Planning on getting 2 IoB and putting most of it on eBay. Hopefully will recoup most of the cost and have 20LSg and a rulebook etc for the effort. Just wondered what might be worth keeping for future use?


----------



## bitsandkits (Mar 18, 2008)

pretty sure only you can answer that question


----------



## reubiedoo (Mar 21, 2009)

Lol, sorry yes I understand I wasn't very clear.

What units would be considered must haves for any Skaven army? I.e. If the IoB contained WoC, you would say definately keep the Warriors, the Forsaken are useable but I would lose them etc.


----------



## VeronaKid (Jan 7, 2010)

IT's all good. GW did a great job developing the starter box from the Skaven point of view. HE's, well, not as good. . .

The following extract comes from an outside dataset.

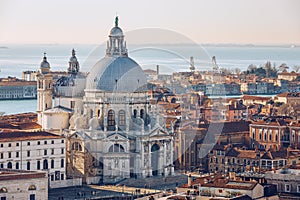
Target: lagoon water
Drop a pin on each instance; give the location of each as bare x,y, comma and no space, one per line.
17,58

Everything on the Skaven side: clanrats, rat ogres, weapons teams, characters, are all worthwhile, even when you stack up a couple of sets. I would personally auction off HE duplicates (especially the griffon, mage, and command models, since they are extremely distinct and not easily converted into other models) long before losing any Skaven models. And I'm a HE player.


----------



## reubiedoo (Mar 21, 2009)

Thanks for the advice VKid - have some rep!


----------



## Barnster (Feb 11, 2010)

Pretty much all the skaven are a must. The second warpfire I've converted to a warp grinder, (which i never intend to use!, I'm not a big warpfire fan and already have the metal one) , I also bits ordered 40 clanrat spears to give them all spears but thats personal preference. 

The command models are not distinctive either other than the 2 leaders and the drummer, so you can easily just have one as claw leader and 1 as a standard bearer, and make big units, a must for skaven, even if both units have a drummer

The trouble of selling dublicates is the markets a bit flooded atm, I'd wait a while to let it settle a bit


----------